Let $f:G \to H$ be a morphism of groups where $f$ is surjective and $|G|=pq$ where $p$ and $q$ are primes, then $H$ is abelian or $H \cong G$. Regard this is a well studied group I have never deal with a group like $G$. As $f$ is abelian we already got that $f(G)=H$ so in which case I can take lets say $h_{1}, h_{2} \in H$ arbitrary and I want to prove that $h_{1} * h_{2}=h_{2}* h_{1}$. As we have surjection of $f$ there are $g_{1}, g_{2} \in G$ such $f(g_{1})=h_{1}$ and $f(g_{2})=h_{2}$, also there is some $g \in G$ such $f(g)=h_{1}* h_{2}$ but still I cant do a lot from here as I dont know to use the hypothesis of $|G|=pq$.
Also any idea to prove in which other case we have that $f$ is an injection, I cant prove that $Ker(f)=\lbrace 0 \rbrace$.

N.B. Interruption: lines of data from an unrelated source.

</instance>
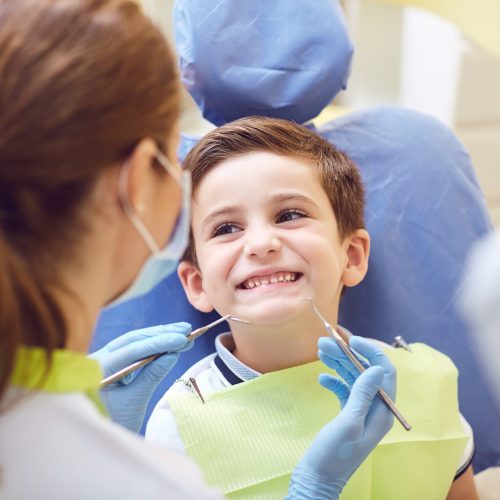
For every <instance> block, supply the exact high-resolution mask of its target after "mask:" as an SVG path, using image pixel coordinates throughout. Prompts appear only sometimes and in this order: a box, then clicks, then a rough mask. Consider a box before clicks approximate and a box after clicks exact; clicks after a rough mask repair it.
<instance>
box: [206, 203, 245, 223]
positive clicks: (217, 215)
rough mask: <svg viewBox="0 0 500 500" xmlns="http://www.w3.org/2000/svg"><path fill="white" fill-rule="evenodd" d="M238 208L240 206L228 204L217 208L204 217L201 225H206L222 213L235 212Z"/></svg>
mask: <svg viewBox="0 0 500 500" xmlns="http://www.w3.org/2000/svg"><path fill="white" fill-rule="evenodd" d="M237 210H238V207H237V206H236V205H226V206H223V207H220V208H218V209H217V210H214V211H213V212H210V213H209V214H208V215H207V216H206V217H205V218H204V219H203V222H202V223H201V227H202V228H203V227H205V226H206V225H207V224H208V223H210V222H211V221H212V220H214V219H217V218H219V217H220V216H222V215H229V214H231V213H234V212H236V211H237Z"/></svg>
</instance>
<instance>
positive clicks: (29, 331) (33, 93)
mask: <svg viewBox="0 0 500 500" xmlns="http://www.w3.org/2000/svg"><path fill="white" fill-rule="evenodd" d="M178 117H179V80H178V75H177V70H176V64H175V61H174V58H173V55H172V52H171V50H170V49H169V47H168V45H167V43H166V42H165V40H164V38H163V36H162V34H161V33H160V32H159V31H158V30H157V29H156V28H155V27H154V26H153V24H152V23H151V22H150V21H149V20H148V19H147V18H146V17H145V16H144V15H143V14H142V12H141V11H140V8H139V7H138V5H137V3H136V2H135V1H132V0H0V263H1V271H0V332H1V333H0V397H1V396H2V395H3V393H4V390H5V388H6V386H7V384H8V382H9V379H10V376H11V373H12V370H13V367H14V363H15V358H16V351H17V349H18V347H19V346H21V345H26V346H39V347H41V348H42V349H43V350H44V351H45V352H46V353H47V356H48V358H49V361H50V358H51V353H53V351H54V349H56V348H62V347H63V346H64V345H65V340H66V335H67V325H68V320H69V318H66V317H65V316H64V314H63V312H62V309H61V307H60V305H59V301H58V297H59V296H60V294H61V293H65V290H63V289H62V285H61V280H60V279H59V276H60V273H61V271H62V270H64V267H65V262H66V260H67V259H68V260H69V259H71V258H73V254H74V252H75V251H76V249H77V247H78V242H79V239H80V235H81V234H82V232H84V231H85V230H86V225H85V220H84V214H83V212H84V210H83V209H82V207H84V205H85V202H86V201H87V200H88V199H89V195H90V193H91V191H92V188H93V187H94V186H95V183H96V181H97V179H98V178H99V176H100V174H102V173H103V172H104V171H105V170H106V169H109V168H111V167H114V166H116V165H118V164H119V163H120V162H123V161H124V160H125V158H126V157H127V156H128V155H129V154H130V153H131V151H132V150H133V148H134V147H135V145H136V144H137V143H138V142H139V141H140V140H141V139H142V138H145V137H149V138H152V139H153V140H155V141H156V142H157V143H158V145H159V147H160V148H161V149H166V145H165V143H166V141H167V140H168V138H169V136H170V135H171V134H172V133H174V130H175V128H176V125H177V120H178Z"/></svg>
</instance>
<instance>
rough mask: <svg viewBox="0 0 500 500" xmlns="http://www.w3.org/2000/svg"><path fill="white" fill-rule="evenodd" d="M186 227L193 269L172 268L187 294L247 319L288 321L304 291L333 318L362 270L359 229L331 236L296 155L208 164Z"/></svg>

This doesn't require touching elements at all. $G$ need not be abelian, but by the first isomorphism theorem we have that $H\cong G/K$ where $K$ is the kernel of $f$. In particular the order of $H$ divides the order of $G$. If $f$ is not an isomorphism, then $H$ has strictly smaller order. Since $|G|=pq$ it follows that $|H|\in \{p,q,1\}$, as these are the only positive integers smaller than $pq$ that divide $pq$. Groups of prime order and the trivial group are abelian.